Speaking on Saturday at an economic meeting in Aix-en-Provence, Foreign Minister Laurent Fabius said local and national governments needed to “stop fossil fuel subsidies”.
“Beyond these 2 degrees, we will undergo climate chaos and no one, no individual, no company, no nation, no town will be spared,” he said.
According to the International Energy Agency, fossil fuel subsidies totalled US$544 billion while investment in renewables was $101bn.
France will host the 21st UN climate conference in 2015, where countries are scheduled to sign off a global climate deal aimed at limiting warming to below 2C, a level deemed dangerous by scientists.
The Natural Resources Defense Council, a US NGO, says the elimination of subsidies could reduce global carbon dioxide emissions 6% by 2020.
Support for oil, gas and coal is widespread in developed and developing countries, and is blamed for creating inefficient economies where the true costs of energy are not valued.

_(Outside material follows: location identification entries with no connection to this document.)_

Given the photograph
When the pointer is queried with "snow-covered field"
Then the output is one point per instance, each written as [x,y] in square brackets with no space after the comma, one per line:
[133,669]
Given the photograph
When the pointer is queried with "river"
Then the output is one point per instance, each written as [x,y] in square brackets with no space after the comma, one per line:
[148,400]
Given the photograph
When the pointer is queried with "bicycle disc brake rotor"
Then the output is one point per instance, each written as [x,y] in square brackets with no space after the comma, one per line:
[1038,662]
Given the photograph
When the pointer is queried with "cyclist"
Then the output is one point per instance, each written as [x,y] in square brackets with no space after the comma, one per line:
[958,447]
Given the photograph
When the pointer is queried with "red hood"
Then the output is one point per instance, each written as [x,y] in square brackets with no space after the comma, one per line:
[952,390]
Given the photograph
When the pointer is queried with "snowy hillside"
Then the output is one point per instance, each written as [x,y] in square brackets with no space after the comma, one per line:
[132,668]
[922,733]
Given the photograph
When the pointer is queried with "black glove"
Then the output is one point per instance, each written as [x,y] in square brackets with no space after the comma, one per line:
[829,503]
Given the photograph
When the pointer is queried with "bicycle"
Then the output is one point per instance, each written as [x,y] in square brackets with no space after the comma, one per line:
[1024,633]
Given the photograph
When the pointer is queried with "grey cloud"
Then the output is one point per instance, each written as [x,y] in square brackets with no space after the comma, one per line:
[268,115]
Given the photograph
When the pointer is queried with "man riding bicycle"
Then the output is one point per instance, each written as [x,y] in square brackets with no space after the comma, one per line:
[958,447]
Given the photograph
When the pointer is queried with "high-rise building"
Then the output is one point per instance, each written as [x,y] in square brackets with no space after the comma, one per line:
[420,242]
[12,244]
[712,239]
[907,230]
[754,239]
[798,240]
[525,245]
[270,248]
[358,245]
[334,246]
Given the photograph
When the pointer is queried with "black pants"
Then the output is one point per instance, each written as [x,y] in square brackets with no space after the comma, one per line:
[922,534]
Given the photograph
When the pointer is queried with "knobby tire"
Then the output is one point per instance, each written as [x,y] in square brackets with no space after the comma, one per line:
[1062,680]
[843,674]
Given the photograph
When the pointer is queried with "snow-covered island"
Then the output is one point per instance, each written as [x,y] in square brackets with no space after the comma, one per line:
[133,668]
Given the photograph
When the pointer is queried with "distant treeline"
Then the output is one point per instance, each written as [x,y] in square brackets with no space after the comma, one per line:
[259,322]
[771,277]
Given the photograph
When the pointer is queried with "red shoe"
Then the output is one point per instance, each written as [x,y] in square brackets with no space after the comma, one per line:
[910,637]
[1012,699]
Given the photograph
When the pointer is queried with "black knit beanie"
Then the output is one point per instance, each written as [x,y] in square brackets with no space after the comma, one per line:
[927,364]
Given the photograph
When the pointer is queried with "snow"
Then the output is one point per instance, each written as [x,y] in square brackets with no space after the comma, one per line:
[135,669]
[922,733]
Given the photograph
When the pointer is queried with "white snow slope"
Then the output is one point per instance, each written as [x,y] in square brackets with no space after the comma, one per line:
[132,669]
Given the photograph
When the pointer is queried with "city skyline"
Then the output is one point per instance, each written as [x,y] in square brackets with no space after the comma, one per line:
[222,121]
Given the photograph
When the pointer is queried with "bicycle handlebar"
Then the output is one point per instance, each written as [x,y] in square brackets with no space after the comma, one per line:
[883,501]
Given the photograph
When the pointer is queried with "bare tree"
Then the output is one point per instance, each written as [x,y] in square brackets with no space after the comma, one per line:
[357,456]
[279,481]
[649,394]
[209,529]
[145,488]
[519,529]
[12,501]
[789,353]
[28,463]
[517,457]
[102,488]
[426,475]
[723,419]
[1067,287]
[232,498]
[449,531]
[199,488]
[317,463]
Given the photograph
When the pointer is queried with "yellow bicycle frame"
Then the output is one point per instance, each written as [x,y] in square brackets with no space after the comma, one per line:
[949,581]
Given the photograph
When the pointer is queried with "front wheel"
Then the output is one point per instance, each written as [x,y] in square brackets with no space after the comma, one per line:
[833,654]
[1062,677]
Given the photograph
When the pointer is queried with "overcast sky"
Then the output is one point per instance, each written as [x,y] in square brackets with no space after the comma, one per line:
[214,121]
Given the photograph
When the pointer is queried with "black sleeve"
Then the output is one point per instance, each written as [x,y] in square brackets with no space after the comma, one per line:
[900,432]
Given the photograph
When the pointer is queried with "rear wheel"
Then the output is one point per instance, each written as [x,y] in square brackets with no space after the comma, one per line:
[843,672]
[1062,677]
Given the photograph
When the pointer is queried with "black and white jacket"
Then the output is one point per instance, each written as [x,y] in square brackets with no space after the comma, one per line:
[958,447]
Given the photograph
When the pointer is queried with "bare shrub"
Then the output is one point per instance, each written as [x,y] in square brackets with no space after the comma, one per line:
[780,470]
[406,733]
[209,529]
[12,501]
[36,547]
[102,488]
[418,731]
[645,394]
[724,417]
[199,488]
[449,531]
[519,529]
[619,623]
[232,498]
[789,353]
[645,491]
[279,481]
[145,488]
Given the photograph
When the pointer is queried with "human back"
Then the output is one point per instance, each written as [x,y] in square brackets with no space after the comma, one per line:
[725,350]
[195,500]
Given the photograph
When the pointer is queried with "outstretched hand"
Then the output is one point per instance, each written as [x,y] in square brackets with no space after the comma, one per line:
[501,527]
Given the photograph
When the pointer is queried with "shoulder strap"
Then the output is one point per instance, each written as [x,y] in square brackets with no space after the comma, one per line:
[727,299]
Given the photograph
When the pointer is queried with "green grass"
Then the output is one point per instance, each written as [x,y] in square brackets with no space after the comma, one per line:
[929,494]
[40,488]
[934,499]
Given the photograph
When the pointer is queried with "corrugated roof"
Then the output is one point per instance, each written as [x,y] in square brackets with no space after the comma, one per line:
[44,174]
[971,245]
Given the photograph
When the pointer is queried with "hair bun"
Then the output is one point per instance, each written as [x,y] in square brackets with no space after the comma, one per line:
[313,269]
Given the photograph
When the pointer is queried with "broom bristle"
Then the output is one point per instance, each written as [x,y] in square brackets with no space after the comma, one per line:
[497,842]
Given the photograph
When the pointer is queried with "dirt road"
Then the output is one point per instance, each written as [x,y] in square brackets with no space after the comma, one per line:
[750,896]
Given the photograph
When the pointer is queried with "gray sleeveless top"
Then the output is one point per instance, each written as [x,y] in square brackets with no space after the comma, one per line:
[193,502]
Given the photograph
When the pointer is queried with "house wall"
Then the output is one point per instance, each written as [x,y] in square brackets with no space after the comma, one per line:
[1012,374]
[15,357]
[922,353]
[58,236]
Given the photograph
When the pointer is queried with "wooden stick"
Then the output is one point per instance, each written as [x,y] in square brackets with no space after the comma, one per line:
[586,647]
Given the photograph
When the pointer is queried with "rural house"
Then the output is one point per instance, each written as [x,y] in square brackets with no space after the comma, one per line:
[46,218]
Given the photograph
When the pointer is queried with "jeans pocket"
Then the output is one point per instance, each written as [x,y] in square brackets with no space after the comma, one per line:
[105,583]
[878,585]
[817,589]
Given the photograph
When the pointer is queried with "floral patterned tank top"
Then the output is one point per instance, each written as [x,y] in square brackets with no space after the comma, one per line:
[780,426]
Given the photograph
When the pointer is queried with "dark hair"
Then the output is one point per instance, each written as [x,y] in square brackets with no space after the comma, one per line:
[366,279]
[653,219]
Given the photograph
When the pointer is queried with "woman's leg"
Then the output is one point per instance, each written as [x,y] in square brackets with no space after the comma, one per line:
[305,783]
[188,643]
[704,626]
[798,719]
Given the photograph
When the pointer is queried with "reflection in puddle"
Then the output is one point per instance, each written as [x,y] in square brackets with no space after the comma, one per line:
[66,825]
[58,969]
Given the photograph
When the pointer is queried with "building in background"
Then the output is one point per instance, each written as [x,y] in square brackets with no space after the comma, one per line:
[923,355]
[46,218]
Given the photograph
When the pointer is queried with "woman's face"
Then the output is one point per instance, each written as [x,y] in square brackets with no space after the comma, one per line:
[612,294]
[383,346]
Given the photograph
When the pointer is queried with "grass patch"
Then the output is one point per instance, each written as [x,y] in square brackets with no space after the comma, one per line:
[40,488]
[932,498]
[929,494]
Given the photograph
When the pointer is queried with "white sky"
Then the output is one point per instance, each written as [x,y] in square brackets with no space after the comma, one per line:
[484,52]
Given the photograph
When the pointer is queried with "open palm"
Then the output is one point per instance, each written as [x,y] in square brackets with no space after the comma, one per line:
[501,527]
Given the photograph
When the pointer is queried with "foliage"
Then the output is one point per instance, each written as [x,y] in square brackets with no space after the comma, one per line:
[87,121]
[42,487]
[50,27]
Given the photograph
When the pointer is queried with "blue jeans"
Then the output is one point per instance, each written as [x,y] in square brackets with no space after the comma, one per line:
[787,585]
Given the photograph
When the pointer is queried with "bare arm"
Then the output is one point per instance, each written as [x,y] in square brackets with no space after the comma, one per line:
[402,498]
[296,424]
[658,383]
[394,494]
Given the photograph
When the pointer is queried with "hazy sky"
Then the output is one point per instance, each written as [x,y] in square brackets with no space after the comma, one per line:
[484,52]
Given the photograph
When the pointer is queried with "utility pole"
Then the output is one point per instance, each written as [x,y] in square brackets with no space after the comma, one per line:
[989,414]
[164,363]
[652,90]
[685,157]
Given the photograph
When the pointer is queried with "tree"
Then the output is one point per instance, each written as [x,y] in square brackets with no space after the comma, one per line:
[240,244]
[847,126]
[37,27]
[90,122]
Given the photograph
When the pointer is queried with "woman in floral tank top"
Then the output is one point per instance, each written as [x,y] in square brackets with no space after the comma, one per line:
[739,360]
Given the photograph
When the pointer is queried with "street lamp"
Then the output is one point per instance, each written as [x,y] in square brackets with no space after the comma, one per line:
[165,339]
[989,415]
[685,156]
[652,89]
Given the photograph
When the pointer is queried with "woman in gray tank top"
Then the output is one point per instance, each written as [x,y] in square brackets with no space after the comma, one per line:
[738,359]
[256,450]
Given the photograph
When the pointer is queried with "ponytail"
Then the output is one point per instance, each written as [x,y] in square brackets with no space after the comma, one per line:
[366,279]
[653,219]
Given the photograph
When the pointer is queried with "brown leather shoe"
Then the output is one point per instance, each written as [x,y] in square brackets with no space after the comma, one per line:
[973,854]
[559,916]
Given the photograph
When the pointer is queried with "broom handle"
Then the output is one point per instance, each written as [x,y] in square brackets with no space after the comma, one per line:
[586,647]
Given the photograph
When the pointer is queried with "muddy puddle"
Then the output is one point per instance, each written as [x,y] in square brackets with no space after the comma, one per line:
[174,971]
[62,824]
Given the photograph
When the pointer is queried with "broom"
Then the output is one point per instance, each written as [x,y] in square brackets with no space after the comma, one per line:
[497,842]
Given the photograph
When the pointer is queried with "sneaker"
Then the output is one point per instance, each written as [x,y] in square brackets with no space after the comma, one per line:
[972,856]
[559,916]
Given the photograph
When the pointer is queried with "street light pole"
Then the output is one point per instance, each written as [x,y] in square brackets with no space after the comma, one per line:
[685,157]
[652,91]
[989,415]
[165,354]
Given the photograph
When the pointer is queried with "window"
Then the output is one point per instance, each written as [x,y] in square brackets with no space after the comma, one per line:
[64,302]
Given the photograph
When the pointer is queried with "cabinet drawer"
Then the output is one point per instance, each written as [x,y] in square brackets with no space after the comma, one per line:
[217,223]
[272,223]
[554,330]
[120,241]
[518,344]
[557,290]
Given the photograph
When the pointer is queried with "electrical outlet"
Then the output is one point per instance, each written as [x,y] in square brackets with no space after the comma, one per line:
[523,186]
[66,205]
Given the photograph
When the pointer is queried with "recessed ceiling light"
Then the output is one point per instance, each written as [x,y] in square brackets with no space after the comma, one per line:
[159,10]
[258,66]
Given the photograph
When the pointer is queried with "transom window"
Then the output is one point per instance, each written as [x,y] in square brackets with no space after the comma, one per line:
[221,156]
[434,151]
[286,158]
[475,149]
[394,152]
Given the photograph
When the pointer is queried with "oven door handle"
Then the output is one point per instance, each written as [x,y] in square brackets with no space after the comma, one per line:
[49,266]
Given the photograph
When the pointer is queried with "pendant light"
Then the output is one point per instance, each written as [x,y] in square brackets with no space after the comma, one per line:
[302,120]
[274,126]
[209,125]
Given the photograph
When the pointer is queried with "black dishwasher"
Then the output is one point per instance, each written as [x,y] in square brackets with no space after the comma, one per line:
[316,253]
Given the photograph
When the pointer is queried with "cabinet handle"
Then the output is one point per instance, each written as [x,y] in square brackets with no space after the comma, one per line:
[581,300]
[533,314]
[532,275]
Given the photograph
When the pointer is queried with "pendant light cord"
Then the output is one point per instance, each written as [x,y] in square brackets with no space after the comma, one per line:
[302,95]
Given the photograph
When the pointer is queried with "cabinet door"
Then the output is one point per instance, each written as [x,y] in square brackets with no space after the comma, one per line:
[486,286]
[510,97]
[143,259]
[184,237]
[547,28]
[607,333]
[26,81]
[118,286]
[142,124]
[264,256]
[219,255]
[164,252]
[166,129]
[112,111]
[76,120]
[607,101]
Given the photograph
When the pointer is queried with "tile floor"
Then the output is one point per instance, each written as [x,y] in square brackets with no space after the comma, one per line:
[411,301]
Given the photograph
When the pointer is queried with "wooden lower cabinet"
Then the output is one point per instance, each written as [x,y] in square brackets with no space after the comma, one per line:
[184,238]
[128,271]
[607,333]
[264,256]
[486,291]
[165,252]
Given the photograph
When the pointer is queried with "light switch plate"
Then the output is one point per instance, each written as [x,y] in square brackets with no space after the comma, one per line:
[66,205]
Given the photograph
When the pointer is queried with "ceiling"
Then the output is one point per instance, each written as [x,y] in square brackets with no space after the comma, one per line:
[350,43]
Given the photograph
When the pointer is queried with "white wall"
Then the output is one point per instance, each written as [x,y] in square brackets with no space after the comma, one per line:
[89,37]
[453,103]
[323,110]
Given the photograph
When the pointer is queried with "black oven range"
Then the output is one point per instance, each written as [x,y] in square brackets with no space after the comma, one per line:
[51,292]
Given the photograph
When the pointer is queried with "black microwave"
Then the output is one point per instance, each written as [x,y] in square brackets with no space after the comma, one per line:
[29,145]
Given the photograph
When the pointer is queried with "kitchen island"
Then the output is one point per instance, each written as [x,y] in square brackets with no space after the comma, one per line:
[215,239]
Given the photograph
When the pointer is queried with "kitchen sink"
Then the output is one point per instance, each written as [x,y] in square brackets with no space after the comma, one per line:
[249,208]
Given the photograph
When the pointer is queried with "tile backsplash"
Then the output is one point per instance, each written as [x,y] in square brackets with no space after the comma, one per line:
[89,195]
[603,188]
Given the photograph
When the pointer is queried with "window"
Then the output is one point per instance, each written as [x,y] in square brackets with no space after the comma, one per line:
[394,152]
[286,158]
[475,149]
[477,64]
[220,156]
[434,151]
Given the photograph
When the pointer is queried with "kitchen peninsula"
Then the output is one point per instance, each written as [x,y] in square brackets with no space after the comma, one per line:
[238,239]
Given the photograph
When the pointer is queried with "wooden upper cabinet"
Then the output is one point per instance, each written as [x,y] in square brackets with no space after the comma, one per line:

Fabius said his own government had to confront subsidies, and called for a “clear and stable framework over time” to start their removal.
Fabius, recently returned from India where he discussed a UN climate deal with new prime minister Narendra Modi, added that sovereign wealth funds and pension funds should consider ditching their fossil fuel investments.
Quoted by news agency RTL, he called for 10% of traditional portfolios to be dedicated to the green economy by 2020, arguing business as usual plans would “destroy more wealth than it creates.”
He added “no individual, no company, no nation, no town will be spared” if the global temperatures increase more than 2C above pre-industrial levels.
The minister also called for a massive transition in investment to support clean energy.
The coming decades needed to see the “€1,000 billion currently invested in energy, up to 80% for fossil fuels and 20% for renewables, to switch gradually” to greener forms of power, he said.